Hybritech didn't fit with Lilly, which later sold it to medical device firm Beckman Coulter Inc. By then, everyone on Hybritech's management team had marched out the door.
"It was bad for Hybritech but good for the industry," said Royston, now a financier at Forward Ventures in San Diego.
Hybritech's ex-CEO Greene helped launch six companies, including the diabetes drug developer Amylin Pharmaceuticals Inc. in San Diego. Hale is on his fourth firm, CancerVax Corp., a Carlsbad, Calif.-based melonoma vaccine developer poised to go public. Royston co-founded Idec, which produced the first antibody drug for cancer and is expected to earn $157 million this year.
Industry leaders are encouraged that Idec is continuing plans for a drug factory in Oceanside, Calif., despite its pending merger with Biogen Inc. of Cambridge, Mass.
Still, it is unlikely that San Diego's nearly 300 biotechs will mature into full-fledged drug companies. Ernst & Young concluded in a report this summer that too many biotech companies nationally are piling up too much red ink; mergers and alliances are inevitable.

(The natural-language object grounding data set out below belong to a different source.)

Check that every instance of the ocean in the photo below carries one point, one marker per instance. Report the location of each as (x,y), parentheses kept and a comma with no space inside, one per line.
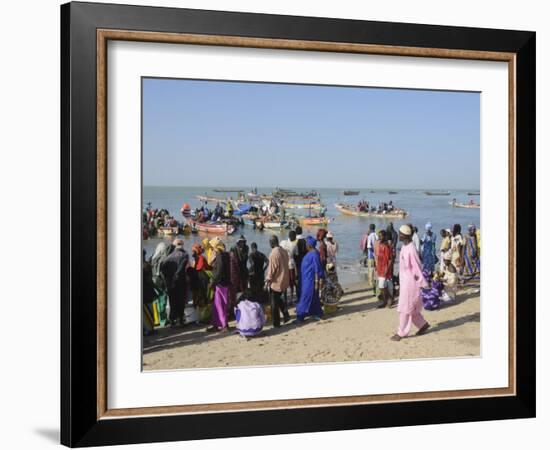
(347,230)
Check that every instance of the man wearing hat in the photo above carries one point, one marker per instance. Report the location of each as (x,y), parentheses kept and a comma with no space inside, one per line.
(411,281)
(239,270)
(173,269)
(332,249)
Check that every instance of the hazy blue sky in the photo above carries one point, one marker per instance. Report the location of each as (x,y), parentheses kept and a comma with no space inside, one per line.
(211,133)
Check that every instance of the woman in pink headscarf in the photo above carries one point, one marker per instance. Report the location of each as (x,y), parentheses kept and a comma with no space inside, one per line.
(411,281)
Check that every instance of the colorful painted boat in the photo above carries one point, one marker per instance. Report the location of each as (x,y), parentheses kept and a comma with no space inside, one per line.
(272,225)
(212,228)
(167,231)
(315,205)
(314,221)
(437,193)
(350,211)
(465,205)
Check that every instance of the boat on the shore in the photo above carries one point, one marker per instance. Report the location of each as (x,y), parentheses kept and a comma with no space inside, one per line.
(315,205)
(270,224)
(212,228)
(237,191)
(314,221)
(350,211)
(465,205)
(437,193)
(167,231)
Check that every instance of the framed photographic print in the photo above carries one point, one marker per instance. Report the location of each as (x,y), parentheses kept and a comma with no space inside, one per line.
(276,224)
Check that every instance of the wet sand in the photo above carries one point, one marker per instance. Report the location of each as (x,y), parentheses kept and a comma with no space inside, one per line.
(356,332)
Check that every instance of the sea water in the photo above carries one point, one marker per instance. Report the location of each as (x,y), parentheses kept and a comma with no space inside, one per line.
(347,230)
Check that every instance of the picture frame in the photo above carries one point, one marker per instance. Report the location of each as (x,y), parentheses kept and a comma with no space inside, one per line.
(86,28)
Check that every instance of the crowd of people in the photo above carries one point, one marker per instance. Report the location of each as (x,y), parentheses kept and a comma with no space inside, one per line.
(154,219)
(425,279)
(244,283)
(383,207)
(300,270)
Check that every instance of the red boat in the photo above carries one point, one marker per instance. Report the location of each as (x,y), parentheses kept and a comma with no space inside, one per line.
(212,228)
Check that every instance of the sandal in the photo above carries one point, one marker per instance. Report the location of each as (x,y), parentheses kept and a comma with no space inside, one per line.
(423,329)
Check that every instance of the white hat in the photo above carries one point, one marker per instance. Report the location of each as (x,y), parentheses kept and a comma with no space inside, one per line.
(405,229)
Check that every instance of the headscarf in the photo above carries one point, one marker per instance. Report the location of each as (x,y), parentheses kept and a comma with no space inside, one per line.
(321,233)
(217,244)
(406,230)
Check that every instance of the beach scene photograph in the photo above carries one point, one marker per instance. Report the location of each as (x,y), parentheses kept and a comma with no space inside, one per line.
(292,224)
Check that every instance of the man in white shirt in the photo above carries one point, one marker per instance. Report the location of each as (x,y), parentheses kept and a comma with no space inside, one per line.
(332,249)
(290,245)
(371,240)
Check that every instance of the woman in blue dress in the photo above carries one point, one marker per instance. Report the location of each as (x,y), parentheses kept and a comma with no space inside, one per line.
(311,273)
(429,258)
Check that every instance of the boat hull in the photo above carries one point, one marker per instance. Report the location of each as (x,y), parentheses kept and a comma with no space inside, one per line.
(314,221)
(462,205)
(349,212)
(211,228)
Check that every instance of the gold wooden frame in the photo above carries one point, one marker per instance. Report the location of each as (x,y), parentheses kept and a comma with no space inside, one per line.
(103,36)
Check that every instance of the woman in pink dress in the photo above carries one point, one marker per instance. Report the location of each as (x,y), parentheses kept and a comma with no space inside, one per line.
(411,281)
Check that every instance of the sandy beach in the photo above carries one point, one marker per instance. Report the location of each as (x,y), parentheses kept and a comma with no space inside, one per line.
(356,332)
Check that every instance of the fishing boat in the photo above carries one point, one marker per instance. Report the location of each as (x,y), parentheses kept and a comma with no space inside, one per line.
(302,205)
(314,221)
(167,231)
(237,191)
(350,211)
(207,198)
(212,228)
(472,205)
(437,193)
(270,224)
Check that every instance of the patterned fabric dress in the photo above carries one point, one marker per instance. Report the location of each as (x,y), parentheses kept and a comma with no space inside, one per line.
(429,258)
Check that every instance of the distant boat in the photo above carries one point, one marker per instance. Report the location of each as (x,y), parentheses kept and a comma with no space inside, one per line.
(456,204)
(350,211)
(209,227)
(437,193)
(314,221)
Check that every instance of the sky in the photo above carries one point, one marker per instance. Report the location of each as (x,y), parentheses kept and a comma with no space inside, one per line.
(243,134)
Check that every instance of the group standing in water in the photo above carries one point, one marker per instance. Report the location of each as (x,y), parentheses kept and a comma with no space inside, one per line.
(302,271)
(423,284)
(218,281)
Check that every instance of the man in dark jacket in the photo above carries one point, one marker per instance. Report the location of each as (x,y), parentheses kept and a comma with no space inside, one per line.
(299,252)
(258,264)
(173,269)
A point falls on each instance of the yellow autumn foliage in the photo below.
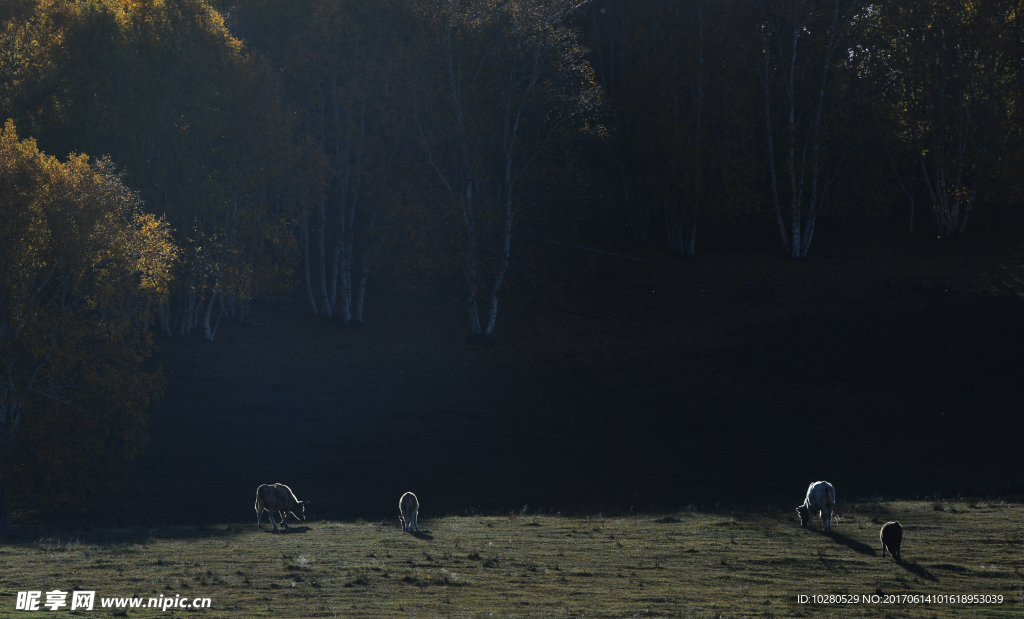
(82, 269)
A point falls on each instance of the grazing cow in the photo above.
(821, 500)
(891, 536)
(278, 498)
(410, 507)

A two-year financing slump has pushed some San Diego-area companies to the edge.
Rents are down and lab space is empty in the science parks along Torrey Pines Road, ground zero for the region's biotech industry. Brent Jacobs, senior vice president of Burnham Real Estate Services in San Diego, estimates that 10 percent of the region's 14 million square feet of lab space is vacant.

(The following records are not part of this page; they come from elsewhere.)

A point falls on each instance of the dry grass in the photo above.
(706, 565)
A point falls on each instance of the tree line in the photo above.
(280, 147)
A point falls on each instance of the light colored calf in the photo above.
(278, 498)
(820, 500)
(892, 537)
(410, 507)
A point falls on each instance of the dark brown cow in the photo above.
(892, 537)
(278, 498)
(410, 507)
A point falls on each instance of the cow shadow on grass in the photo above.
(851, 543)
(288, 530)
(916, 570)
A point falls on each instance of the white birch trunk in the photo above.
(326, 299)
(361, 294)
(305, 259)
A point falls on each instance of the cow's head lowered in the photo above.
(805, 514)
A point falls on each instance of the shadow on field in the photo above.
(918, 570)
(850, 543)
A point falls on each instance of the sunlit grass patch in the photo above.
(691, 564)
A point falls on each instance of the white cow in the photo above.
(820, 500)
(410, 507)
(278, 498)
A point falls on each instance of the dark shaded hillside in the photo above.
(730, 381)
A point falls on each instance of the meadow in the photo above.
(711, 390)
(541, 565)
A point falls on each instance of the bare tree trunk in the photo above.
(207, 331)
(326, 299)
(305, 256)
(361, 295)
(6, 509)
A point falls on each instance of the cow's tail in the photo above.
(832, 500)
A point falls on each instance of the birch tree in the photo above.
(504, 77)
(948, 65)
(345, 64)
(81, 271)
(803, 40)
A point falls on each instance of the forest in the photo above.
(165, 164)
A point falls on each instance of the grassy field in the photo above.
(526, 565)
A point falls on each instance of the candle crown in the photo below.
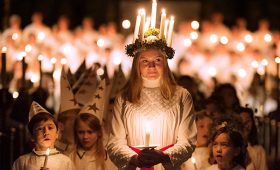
(150, 37)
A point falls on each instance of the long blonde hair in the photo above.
(94, 123)
(132, 89)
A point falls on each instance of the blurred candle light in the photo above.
(194, 35)
(267, 38)
(100, 43)
(15, 94)
(63, 61)
(15, 36)
(162, 23)
(224, 40)
(213, 38)
(126, 24)
(195, 25)
(194, 163)
(137, 26)
(240, 47)
(242, 73)
(248, 38)
(170, 31)
(28, 48)
(187, 42)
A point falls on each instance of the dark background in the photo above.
(109, 10)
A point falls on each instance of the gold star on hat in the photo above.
(96, 105)
(35, 109)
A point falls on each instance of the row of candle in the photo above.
(143, 23)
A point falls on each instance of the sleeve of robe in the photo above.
(186, 138)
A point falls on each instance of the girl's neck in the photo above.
(151, 83)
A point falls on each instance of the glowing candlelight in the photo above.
(165, 28)
(162, 24)
(147, 24)
(154, 14)
(142, 24)
(46, 157)
(137, 25)
(194, 163)
(195, 25)
(170, 31)
(147, 134)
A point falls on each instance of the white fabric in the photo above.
(215, 167)
(35, 160)
(88, 161)
(257, 156)
(201, 155)
(171, 122)
(151, 83)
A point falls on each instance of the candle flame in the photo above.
(48, 151)
(4, 49)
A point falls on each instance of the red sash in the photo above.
(138, 151)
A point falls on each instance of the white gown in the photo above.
(35, 160)
(171, 122)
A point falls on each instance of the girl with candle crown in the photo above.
(43, 129)
(152, 96)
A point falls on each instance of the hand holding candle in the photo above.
(147, 134)
(46, 157)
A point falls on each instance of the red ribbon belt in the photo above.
(138, 151)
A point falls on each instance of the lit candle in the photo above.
(154, 14)
(46, 157)
(3, 71)
(137, 25)
(40, 58)
(194, 163)
(170, 32)
(142, 24)
(165, 28)
(162, 24)
(147, 135)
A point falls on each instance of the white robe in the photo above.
(84, 160)
(201, 155)
(35, 160)
(171, 122)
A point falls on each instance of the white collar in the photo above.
(151, 83)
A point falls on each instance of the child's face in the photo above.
(45, 133)
(223, 150)
(86, 136)
(203, 131)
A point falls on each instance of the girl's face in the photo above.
(203, 131)
(87, 137)
(44, 134)
(151, 64)
(224, 152)
(247, 122)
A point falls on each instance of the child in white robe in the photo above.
(44, 132)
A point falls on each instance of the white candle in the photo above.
(162, 24)
(154, 14)
(46, 157)
(170, 32)
(165, 28)
(137, 25)
(147, 24)
(147, 135)
(194, 163)
(142, 24)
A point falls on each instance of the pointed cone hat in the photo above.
(35, 109)
(96, 105)
(67, 99)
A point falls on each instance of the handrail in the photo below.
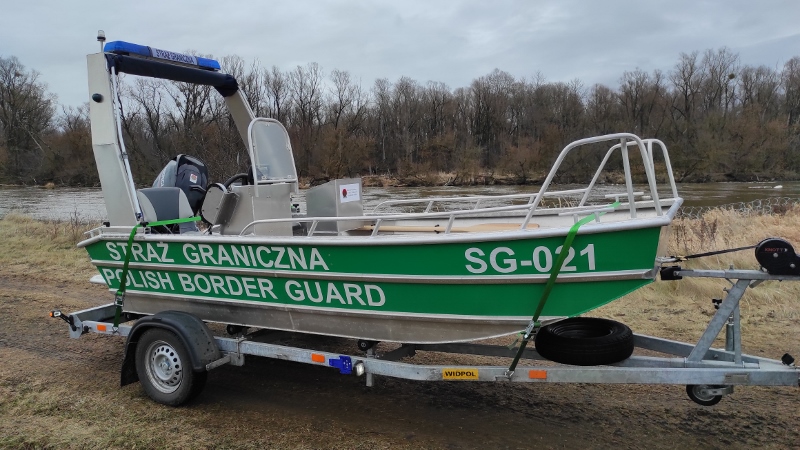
(534, 200)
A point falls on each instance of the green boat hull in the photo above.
(459, 290)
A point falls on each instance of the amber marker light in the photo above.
(537, 374)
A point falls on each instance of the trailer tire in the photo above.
(695, 392)
(585, 341)
(165, 369)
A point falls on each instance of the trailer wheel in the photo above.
(165, 369)
(585, 341)
(695, 392)
(365, 345)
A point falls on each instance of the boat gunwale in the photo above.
(394, 239)
(578, 277)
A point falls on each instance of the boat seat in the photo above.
(166, 203)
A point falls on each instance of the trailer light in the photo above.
(359, 369)
(537, 374)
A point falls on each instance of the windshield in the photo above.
(271, 152)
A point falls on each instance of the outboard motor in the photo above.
(188, 173)
(778, 257)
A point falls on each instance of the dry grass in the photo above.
(681, 309)
(44, 249)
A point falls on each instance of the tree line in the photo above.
(720, 119)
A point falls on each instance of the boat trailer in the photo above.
(708, 373)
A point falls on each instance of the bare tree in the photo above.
(26, 114)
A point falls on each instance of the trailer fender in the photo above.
(193, 332)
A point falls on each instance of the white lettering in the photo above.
(333, 293)
(318, 298)
(300, 259)
(190, 253)
(278, 264)
(240, 256)
(163, 246)
(511, 264)
(249, 286)
(316, 259)
(266, 288)
(137, 252)
(109, 275)
(223, 256)
(369, 288)
(353, 291)
(112, 249)
(261, 261)
(151, 253)
(206, 252)
(186, 282)
(164, 279)
(294, 291)
(481, 263)
(217, 284)
(204, 289)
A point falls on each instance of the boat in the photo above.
(424, 271)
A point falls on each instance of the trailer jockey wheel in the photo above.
(165, 370)
(698, 393)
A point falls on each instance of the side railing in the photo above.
(626, 140)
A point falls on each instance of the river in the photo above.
(87, 203)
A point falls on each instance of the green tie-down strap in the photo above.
(551, 281)
(119, 298)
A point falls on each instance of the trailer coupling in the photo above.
(66, 318)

"Right now the industry is going through a tough time," Jacobs said.
Recently, large drug companies have put down stakes in San Diego, investing millions in high-tech research labs. That means startups must compete with Merck & Co., Pfizer Inc., Johnson & Johnson and Novartis for talent and real estate.
Still, business leaders don't consider Big Pharma a bad neighbor: Its presence lends stability to an industry dependent on often scarce investment capital.